Niemcy wierzą w oficjalna propagandę, powtarzają wyuczone frazesy i boją się zboczyć z poprawnej ścieżki. Są w tym energiczni, a alternatywy boją się jak ognia. Gdy przybysz z daleka zabił niemieckie dziecko, na ulicę wyszły rzesze ludzi, by protestować przeciwko… prawicy – pisze Jan ŚLIWA
Przemilczana prawda staje się trucizną. (Nietzsche)
.Kraj na rozdrożu i bez alternatywy? Tytuł wygląda na wewnętrznie sprzeczny. Rozdroże zakłada istnienie alternatywy. Gdy przyjrzymy się Niemcom, zwłaszcza w szybko zmieniającej się sytuacji międzynarodowej, trudno sobie wyobrazić, by po zbliżających się wyborach (23 lutego 2025 r.) nie zaszła radykalna zmiana. Ale rządzi kartel kilku partii, z których każda tematycznie ciągnie w inną stronę, przy czym wszystkie są zgodne, że do władzy nie może dojść nikt spoza kartelu – żeby ogólnie było tak, jak było. I tu pojawia się tytułowa alternatywa – partia AfD, Alternative für Deutschland. Ma wypalone piętno ludzi ZŁYCH, nie można z nimi rozmawiać.
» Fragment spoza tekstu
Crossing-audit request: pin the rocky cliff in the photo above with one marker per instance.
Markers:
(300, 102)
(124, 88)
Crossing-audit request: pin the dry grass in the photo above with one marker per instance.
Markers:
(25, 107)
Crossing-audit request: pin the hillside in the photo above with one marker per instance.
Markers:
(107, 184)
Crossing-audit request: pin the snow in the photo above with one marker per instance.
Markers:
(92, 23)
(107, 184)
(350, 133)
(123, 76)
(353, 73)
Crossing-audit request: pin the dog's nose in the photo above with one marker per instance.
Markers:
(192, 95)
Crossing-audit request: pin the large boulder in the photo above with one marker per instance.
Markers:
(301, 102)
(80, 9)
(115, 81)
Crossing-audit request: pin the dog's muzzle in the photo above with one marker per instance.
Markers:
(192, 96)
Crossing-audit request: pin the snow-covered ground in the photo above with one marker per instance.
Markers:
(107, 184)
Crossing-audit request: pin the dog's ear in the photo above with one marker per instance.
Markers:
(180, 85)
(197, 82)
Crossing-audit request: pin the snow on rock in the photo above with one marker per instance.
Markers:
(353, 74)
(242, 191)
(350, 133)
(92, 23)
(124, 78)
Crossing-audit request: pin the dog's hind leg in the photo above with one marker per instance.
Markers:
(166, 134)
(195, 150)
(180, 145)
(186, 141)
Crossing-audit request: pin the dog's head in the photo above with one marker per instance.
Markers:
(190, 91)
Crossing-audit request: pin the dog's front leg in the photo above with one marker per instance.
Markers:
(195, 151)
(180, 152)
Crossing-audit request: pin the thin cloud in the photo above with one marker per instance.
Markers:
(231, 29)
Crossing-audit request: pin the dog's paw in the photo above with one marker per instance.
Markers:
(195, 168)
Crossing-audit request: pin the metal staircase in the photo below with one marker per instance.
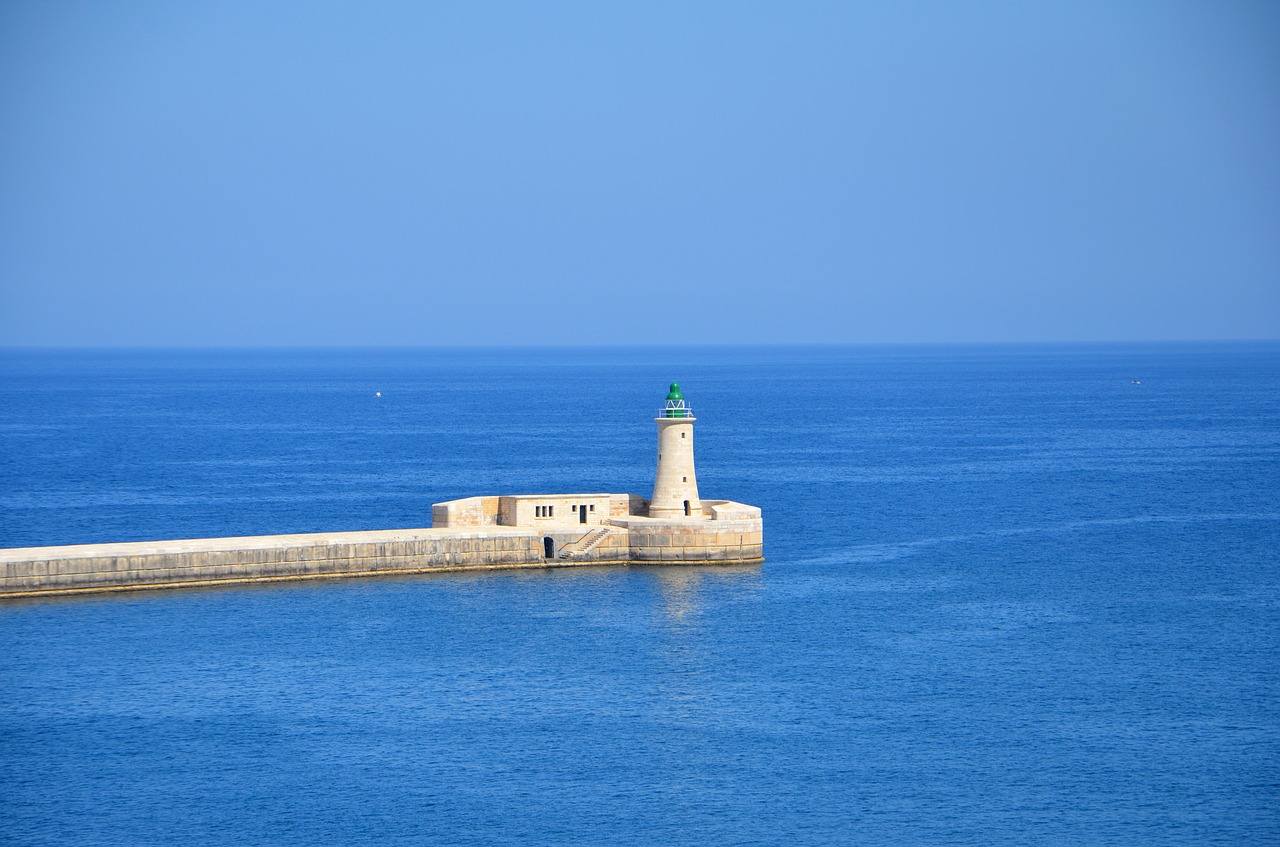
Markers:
(586, 543)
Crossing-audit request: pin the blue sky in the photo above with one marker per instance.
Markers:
(562, 173)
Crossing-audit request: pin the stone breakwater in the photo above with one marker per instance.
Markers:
(206, 562)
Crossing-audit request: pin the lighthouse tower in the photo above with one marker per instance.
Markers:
(675, 490)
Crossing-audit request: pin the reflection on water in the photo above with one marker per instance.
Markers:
(682, 587)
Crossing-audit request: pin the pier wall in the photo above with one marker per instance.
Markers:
(725, 534)
(97, 567)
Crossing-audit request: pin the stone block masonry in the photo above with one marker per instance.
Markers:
(159, 564)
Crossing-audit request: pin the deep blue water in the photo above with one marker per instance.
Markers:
(1010, 598)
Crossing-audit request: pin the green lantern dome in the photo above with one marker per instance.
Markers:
(676, 406)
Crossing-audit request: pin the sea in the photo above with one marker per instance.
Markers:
(1011, 595)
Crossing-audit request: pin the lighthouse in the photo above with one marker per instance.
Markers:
(675, 490)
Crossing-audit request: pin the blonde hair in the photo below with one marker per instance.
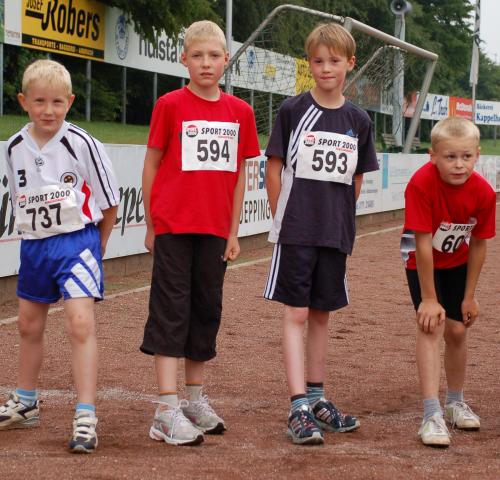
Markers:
(454, 127)
(333, 36)
(204, 30)
(49, 72)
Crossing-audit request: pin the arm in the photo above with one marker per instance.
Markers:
(232, 246)
(106, 226)
(274, 166)
(358, 181)
(151, 165)
(430, 313)
(477, 254)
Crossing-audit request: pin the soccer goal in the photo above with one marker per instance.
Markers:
(271, 66)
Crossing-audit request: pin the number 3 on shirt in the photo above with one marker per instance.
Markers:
(209, 145)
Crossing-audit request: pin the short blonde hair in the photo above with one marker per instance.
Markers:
(454, 127)
(333, 36)
(204, 30)
(49, 72)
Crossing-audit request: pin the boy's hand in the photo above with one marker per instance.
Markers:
(430, 314)
(470, 311)
(149, 240)
(232, 248)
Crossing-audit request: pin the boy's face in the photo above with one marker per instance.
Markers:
(47, 106)
(205, 61)
(329, 68)
(455, 159)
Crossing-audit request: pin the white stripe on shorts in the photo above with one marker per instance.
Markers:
(92, 264)
(84, 276)
(273, 272)
(73, 289)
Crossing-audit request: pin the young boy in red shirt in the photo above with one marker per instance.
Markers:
(449, 214)
(193, 187)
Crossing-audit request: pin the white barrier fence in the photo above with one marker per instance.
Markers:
(381, 191)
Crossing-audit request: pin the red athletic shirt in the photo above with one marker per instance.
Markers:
(446, 211)
(187, 199)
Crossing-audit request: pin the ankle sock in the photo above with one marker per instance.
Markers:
(314, 392)
(193, 391)
(27, 397)
(454, 396)
(298, 400)
(431, 406)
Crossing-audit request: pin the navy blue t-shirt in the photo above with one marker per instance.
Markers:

Dla Niemców ważnym tematem jest bezpieczeństwo. Ostatnio w miejscowości Aschaffenburg zostali zadźgani nożem dwuletnie dziecko i próbujący je bronić mężczyzna. Sprawcą był 28-letni Afgańczyk, był to kolejny taki atak w serii. Politycy stwierdzili, że „coś trzeba zrobić”, nawet radykalnie. Friedrich Merz, spodziewający się wyborczego zwycięstwa przywódca CDU, zaproponował dwie ustawy ograniczające imigrację. Szczegóły nie są istotne, problem leżał gdzie indziej. Pierwsza została przyjęta głosami CDU i AfD. Z początku Merz oświadczył, że jeżeli ustawa jest dobra, to przyjmie głosy od każdego. Pomyślałem: mąż stanu, ma życiową szansę. Ale potem rozpętało się piekło. Odbywały się wielkie demonstracje przeciw prawicy, sponsorowane przez „nie wiadomo kogo”. Atakowane były biura CDU. Nikogo nie interesowało meritum sprawy. Dziennikarka publicznej TV zapytała tylko: „Jak to dla Pana było, gdy Pański projekt poparła AfD?”. Przed głosowaniem nad drugą ustawą Merz zadeklarował więc, że zapora przeciwogniowa (Brandmauer) jest wciąż aktualna, nigdy nie będzie żadnej współpracy z AfD. Ustawa przepadła, m.in. z powodu odszczepieńców z jego partii, napuszczonych przez Angelę Merkel, która nagle odkryła w sobie siły witalne.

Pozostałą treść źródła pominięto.